How Nature Can Heal Us
Spending time in nature does more than make us happy: It has been proven to help protect against a startling range of diseases, including depression, diabetes, obesity, ADHD, cardiovascular disease and cancer. Now, a scientists may have discovered the reason why.
After reviewing hundreds of studies examining nature’s effects on health, University of Illinois environment and behavior researcher Ming Kuo believes the answer lies in nature’s ability to enhance the functioning of the body’s immune system.
“I pulled every bit of the research in this area together that I could find, and was surprised to realize I could trace as many as 21 possible pathways between nature and good health—and even more surprised to realize that all but two of the pathways shared a single common denominator,” Kuo said. She said it was remarkable to see how important a role the immune system plays in every one of the diseases that nature protects against.
“The realization that there are so many pathways helps explain not only how nature promotes health, but also why nature has such huge, broad effects on health,” she said. “Nature doesn’t just have one or two active ingredients. It’s more like a multivitamin that provides us with all sorts of the nutrients we need. That’s how nature can protect us from all these different kinds of diseases—cardiovascular, respiratory, mental health, musculoskeletal, etc.–simultaneously."

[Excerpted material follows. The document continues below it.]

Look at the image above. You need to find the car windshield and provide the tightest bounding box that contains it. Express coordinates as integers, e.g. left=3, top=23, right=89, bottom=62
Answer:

One way to understand this relationship between nature, health, and the immune system, Kuo explains, is that exposure to nature switches the body into “rest and digest” mode, which is the opposite of the “fight or flight” mode. When the body is in “fight or flight” mode, it shuts down everything that is immediately nonessential, including the immune system.
“When we feel completely safe, our body devotes resources to long-term investments that lead to good health outcomes—growing, reproducing, and building the immune system,” Kuo said. “When we are in nature in that relaxed state, and our body knows that it’s safe, it invests resources toward the immune system.”
For those who prefer playing a board game or visiting an art gallery to taking a walk in the park, Kuo says some of the same restorative benefits can be obtained. “if you are absorbed and relaxed, chances are your parasympathetic system is happy and your immune system is going to get a boost. That said, these enjoyable indoor activities don’t provide the phytoncides, mycobacterium vaccae, negative air ions, vitamin D-producing sunlight, and other active ingredients found outdoors. So we’d expect a smaller boost than you’d get from being in nature.”
The study was published in Frontiers in Psychology.